Before surgery, the bariatric team suggested that I find a counselor. This piece of advice changed and saved my life. Why? Because my relationship with food and those 376 pounds were connected to great trauma that needed unpacking. When I was 10 years old, my uncle started molesting me. My body began to change, and men started coming to me like I was a woman when I was merely a baby. I begin to eat to cope with the fear and sadness this produced. Then one day, my aunt (who meant no harm) said, “you’re getting too fat, boys aren’t going to like you.” Lightbulb moment! If being fat meant boys wouldn’t like me, neither would men, right. So, that weight was unaddressed trauma, 30 years of hurt that needed to be healed, and a little girl waiting for someone to rescue her, all grown up carrying shame that didn’t belong to her.
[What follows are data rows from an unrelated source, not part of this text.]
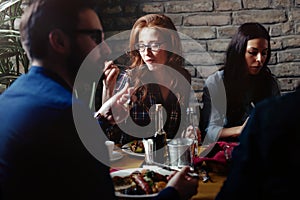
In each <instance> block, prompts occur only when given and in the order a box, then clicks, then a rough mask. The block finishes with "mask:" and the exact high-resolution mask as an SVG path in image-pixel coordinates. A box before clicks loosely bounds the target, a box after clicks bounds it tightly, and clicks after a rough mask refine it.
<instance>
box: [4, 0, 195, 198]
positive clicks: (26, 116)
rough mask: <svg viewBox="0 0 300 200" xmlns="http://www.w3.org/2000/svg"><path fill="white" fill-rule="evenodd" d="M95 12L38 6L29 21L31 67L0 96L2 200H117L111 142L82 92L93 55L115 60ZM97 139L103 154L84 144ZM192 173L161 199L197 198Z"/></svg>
mask: <svg viewBox="0 0 300 200" xmlns="http://www.w3.org/2000/svg"><path fill="white" fill-rule="evenodd" d="M93 8H94V5H93V3H92V2H91V1H89V0H36V1H33V3H32V4H30V6H29V7H27V8H26V11H25V13H24V14H23V16H22V19H21V25H20V32H21V40H22V44H23V47H24V48H25V50H26V52H27V54H28V56H29V57H30V60H31V67H30V69H29V72H28V73H26V74H24V75H22V76H20V77H19V78H18V79H17V80H16V81H15V82H14V83H13V84H12V85H11V86H10V87H9V88H8V89H7V90H5V92H4V93H2V94H1V96H0V122H1V123H0V191H1V194H0V195H1V196H0V199H2V200H6V199H8V200H14V199H31V200H35V199H39V200H40V199H43V200H45V199H52V200H53V199H101V198H102V197H105V198H106V199H116V197H115V191H114V186H113V182H112V179H111V177H110V171H109V170H110V166H109V159H108V152H107V149H106V147H105V145H104V141H105V139H106V138H105V137H104V134H103V136H101V134H99V132H97V130H98V129H99V124H98V121H97V120H95V119H94V117H93V114H92V111H91V110H90V109H89V107H88V106H85V105H86V103H85V99H84V98H81V96H80V93H79V96H78V97H76V92H75V91H77V89H79V88H77V87H75V86H78V84H76V83H77V78H76V76H77V74H78V73H79V72H81V71H80V70H81V68H82V66H81V64H82V63H84V61H85V58H86V57H88V55H90V53H92V52H93V54H92V56H91V58H92V59H93V60H94V61H97V60H98V61H101V60H103V59H105V57H106V55H108V54H109V53H110V49H109V47H108V46H107V45H106V43H105V41H103V40H104V34H103V28H102V25H101V22H100V20H99V17H98V15H97V13H96V12H95V10H94V9H93ZM100 43H101V45H100ZM90 78H91V77H89V76H88V77H87V79H90ZM83 80H84V78H83ZM81 81H82V80H81ZM81 81H79V83H81ZM83 83H84V82H83ZM79 86H80V84H79ZM125 89H126V88H125ZM73 91H74V95H73V93H72V92H73ZM79 91H80V90H79ZM122 92H125V91H122ZM117 99H118V95H116V96H114V97H112V99H111V100H110V101H111V102H112V103H115V102H116V100H117ZM103 106H116V107H118V105H117V104H116V103H115V104H112V105H108V104H106V105H103ZM74 111H76V112H74ZM78 113H80V114H78ZM78 119H79V121H76V120H78ZM105 120H109V118H107V119H103V121H102V122H103V123H105V122H106V121H105ZM78 124H81V125H82V126H79V125H78ZM82 128H83V129H84V134H82V132H83V131H82ZM97 128H98V129H97ZM92 134H95V135H96V136H98V138H99V140H91V139H90V142H95V143H93V145H91V146H92V147H99V148H100V151H97V154H92V153H93V152H92V151H91V149H90V148H87V147H88V146H87V144H86V143H85V141H84V140H83V139H84V138H83V136H85V137H90V136H91V135H92ZM104 147H105V148H104ZM97 150H98V149H97ZM189 171H190V170H189V168H186V169H184V170H182V171H181V172H180V173H177V174H175V175H174V177H173V178H172V179H171V180H170V182H169V184H168V187H167V188H166V189H165V191H163V192H162V194H160V195H158V196H157V198H159V199H163V198H164V195H166V196H167V197H171V198H174V199H176V198H178V199H179V198H182V199H187V198H190V197H191V196H192V195H193V194H195V193H196V191H197V183H198V180H195V179H191V178H189V177H187V173H188V172H189ZM181 184H184V185H188V186H190V188H187V189H184V190H183V189H182V188H183V187H182V185H181Z"/></svg>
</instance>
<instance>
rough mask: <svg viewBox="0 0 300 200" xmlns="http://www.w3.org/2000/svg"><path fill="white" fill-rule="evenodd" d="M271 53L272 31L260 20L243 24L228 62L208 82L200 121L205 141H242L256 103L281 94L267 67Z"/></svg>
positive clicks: (234, 40)
mask: <svg viewBox="0 0 300 200" xmlns="http://www.w3.org/2000/svg"><path fill="white" fill-rule="evenodd" d="M270 57H271V44H270V35H269V33H268V31H267V30H266V29H265V28H264V27H263V26H262V25H261V24H259V23H245V24H242V25H241V26H240V27H239V28H238V30H237V33H236V34H235V35H234V36H233V38H232V40H231V42H230V43H229V46H228V49H227V52H226V58H225V64H224V66H223V67H222V68H221V69H220V70H218V71H217V72H216V73H214V74H212V75H211V76H209V77H208V78H207V80H206V82H205V87H204V92H203V97H202V100H203V108H202V110H201V122H200V127H201V128H202V131H201V133H202V134H203V135H202V136H205V137H203V138H204V143H206V142H208V143H210V142H214V141H217V140H225V141H236V142H238V141H239V139H238V137H239V135H240V133H241V131H242V129H243V128H244V126H245V124H246V122H247V119H248V117H249V114H250V113H251V110H252V109H253V108H254V107H255V104H256V103H258V102H259V101H262V100H263V99H266V98H268V97H271V96H277V95H280V88H279V84H278V82H277V79H276V77H275V76H274V75H273V74H272V73H271V71H270V69H269V68H268V67H267V65H268V62H269V60H270Z"/></svg>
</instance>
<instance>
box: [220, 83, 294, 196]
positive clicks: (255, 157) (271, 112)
mask: <svg viewBox="0 0 300 200" xmlns="http://www.w3.org/2000/svg"><path fill="white" fill-rule="evenodd" d="M299 102H300V89H299V87H298V89H297V90H296V91H295V92H292V93H289V94H285V95H283V96H281V97H273V98H271V99H268V100H265V101H263V102H261V103H259V104H257V106H256V107H255V109H254V111H253V112H252V113H251V115H250V118H249V120H248V123H247V125H246V126H245V129H244V130H243V131H242V133H241V136H240V144H239V146H237V147H235V149H234V150H233V153H232V166H231V171H230V173H229V175H228V177H227V179H226V181H225V183H224V185H223V186H222V188H221V190H220V192H219V194H218V195H217V197H216V199H217V200H224V199H230V200H235V199H245V200H247V199H249V200H250V199H292V198H295V197H297V195H299V187H298V185H299V184H297V181H298V180H299V179H300V175H299V173H298V171H299V168H300V162H299V158H298V155H299V153H300V150H299V143H300V125H299V113H300V104H299Z"/></svg>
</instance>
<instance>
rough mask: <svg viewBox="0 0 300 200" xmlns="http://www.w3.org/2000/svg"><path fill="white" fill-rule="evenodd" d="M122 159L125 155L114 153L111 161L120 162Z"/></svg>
mask: <svg viewBox="0 0 300 200" xmlns="http://www.w3.org/2000/svg"><path fill="white" fill-rule="evenodd" d="M121 158H123V155H122V154H121V153H120V152H117V151H113V154H112V158H111V159H110V161H116V160H120V159H121Z"/></svg>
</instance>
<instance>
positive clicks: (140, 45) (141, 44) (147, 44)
mask: <svg viewBox="0 0 300 200" xmlns="http://www.w3.org/2000/svg"><path fill="white" fill-rule="evenodd" d="M163 43H164V42H160V43H158V42H152V43H149V44H141V43H137V44H135V49H136V50H138V51H140V52H144V51H145V49H146V48H149V49H150V50H151V51H158V50H160V45H162V44H163Z"/></svg>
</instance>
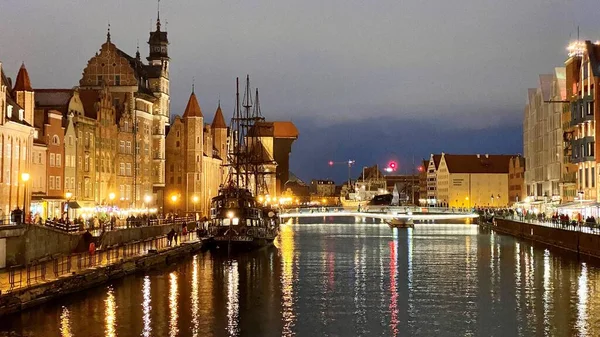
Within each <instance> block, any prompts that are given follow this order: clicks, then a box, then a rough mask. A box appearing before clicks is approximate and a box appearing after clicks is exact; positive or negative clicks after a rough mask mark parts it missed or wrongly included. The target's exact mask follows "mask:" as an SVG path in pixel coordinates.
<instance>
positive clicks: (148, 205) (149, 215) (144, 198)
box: [144, 194, 152, 226]
mask: <svg viewBox="0 0 600 337" xmlns="http://www.w3.org/2000/svg"><path fill="white" fill-rule="evenodd" d="M150 201H152V196H151V195H149V194H146V195H145V196H144V202H145V203H146V216H147V217H148V226H150Z"/></svg>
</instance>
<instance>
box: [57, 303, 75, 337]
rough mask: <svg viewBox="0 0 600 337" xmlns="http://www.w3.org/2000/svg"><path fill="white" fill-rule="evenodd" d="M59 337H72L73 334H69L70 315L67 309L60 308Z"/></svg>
mask: <svg viewBox="0 0 600 337" xmlns="http://www.w3.org/2000/svg"><path fill="white" fill-rule="evenodd" d="M60 336H61V337H73V333H72V332H71V313H70V312H69V309H67V307H62V311H61V313H60Z"/></svg>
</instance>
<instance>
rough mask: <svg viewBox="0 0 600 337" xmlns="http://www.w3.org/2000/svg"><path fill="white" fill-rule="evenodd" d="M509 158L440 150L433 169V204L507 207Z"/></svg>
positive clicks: (465, 206) (455, 206) (509, 155)
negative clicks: (434, 181)
mask: <svg viewBox="0 0 600 337" xmlns="http://www.w3.org/2000/svg"><path fill="white" fill-rule="evenodd" d="M433 156H434V155H432V158H433ZM511 157H512V156H510V155H489V154H471V155H456V154H445V153H442V154H441V155H439V158H440V159H439V164H438V167H437V170H436V172H435V180H436V204H438V205H443V206H448V207H506V206H508V203H509V194H508V191H509V184H508V172H509V162H510V159H511ZM430 165H431V164H430Z"/></svg>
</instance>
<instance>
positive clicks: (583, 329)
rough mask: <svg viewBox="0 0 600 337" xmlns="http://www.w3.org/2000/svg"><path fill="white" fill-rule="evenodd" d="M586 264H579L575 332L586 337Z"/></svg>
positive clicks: (586, 299)
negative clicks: (578, 275)
mask: <svg viewBox="0 0 600 337" xmlns="http://www.w3.org/2000/svg"><path fill="white" fill-rule="evenodd" d="M587 272H588V271H587V264H586V263H585V262H584V263H582V264H581V274H580V275H579V282H578V288H577V299H578V301H577V330H579V333H580V336H587V335H588V333H587V320H588V317H587V300H588V295H589V294H588V279H587Z"/></svg>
To the world, I am better because I lost weight, and I can’t lie, in regards to my physical health, that is true. The fibroid is gone, and my numbers have decreased tremendously in regards to the Multiple Myeloma. However, this glow and blinding light is the presence of peace and joy, not the product of weight loss. The beauty and brilliance that are currently on display are reparations; it is what happens when you choose you first and heal.

Healing is the highest level of self-love and self-awareness. Healing is a humbling experience that summons hurt, conjures up bad feelings, and it is the hardest work you will do for yourself. While the healing process is painful and often leaves you feeling weak and vulnerable, you become mighty the moment you decide to do the work required to heal. You prove yourself greater than every person and every situation that came against you. You will lose people and things on the journey to becoming healed, and I need you to be okay with those losses, especially since they contributed nothing to your growth.

Listen, sis, losing weight will change your size. It may improve your health, but it will not heal you because it damn sure didn’t heal me.